Former Bangladesh president and chief justice Shahabuddin Ahmed passed away on Saturday morning.
The former president breathed his last at 10.25 am, reports New Age, quoted the late president’s son-in-law Ahaduzzaman Mohammad Ali as saying.
He was admitted to CMH with old age complications.
Shahabuddin Ahmed was the sixth CJ of Bangladesh. He was the chief of the caretaker government after the fall of army dictator HM Ershad and was elected president after the Awami League had been voted to power in 1996.
He was born in Pamal village of Kendua in Netrokona on February 1, 1930. After passing the matriculation and intermediate examinations he took admission into the University of Dhaka in 1948, obtained bachelor’s in economics in 1951 and master’s in international relations in 1952.
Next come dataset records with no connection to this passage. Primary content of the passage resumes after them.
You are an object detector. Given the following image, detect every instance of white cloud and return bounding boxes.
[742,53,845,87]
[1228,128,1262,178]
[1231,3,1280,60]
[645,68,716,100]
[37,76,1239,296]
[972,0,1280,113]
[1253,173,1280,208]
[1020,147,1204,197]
He joined the Civil Service of Pakistan in 1954, completed training in the Lahore Civil Service Academy and at the University of Oxford.
He was sub-divisional officer of Gopalganj and Natore. He was additional deputy commissioner of Faridpur. In 1960, he was transferred to the judicial branch and worked as additional district and session judge of Dhaka and Barisal, and as district and sessions judge of Comilla and Chittagong.
In 1967, he served as a registrar of the High Court of the then East Pakistan in Dhaka. He was elevated to the bench of the High Court on January 29, 1972.
He was appointed a judge of the appellate division of the Supreme Court of Bangladesh on February 7, 1980.
Shahabuddin was the chairman of the Commission of Inquiry established under the Commission of Inquiry Act on police firing on the students in mid-February 1983.
He was appointed the Chief Justice of Bangladesh on January 14, 1990.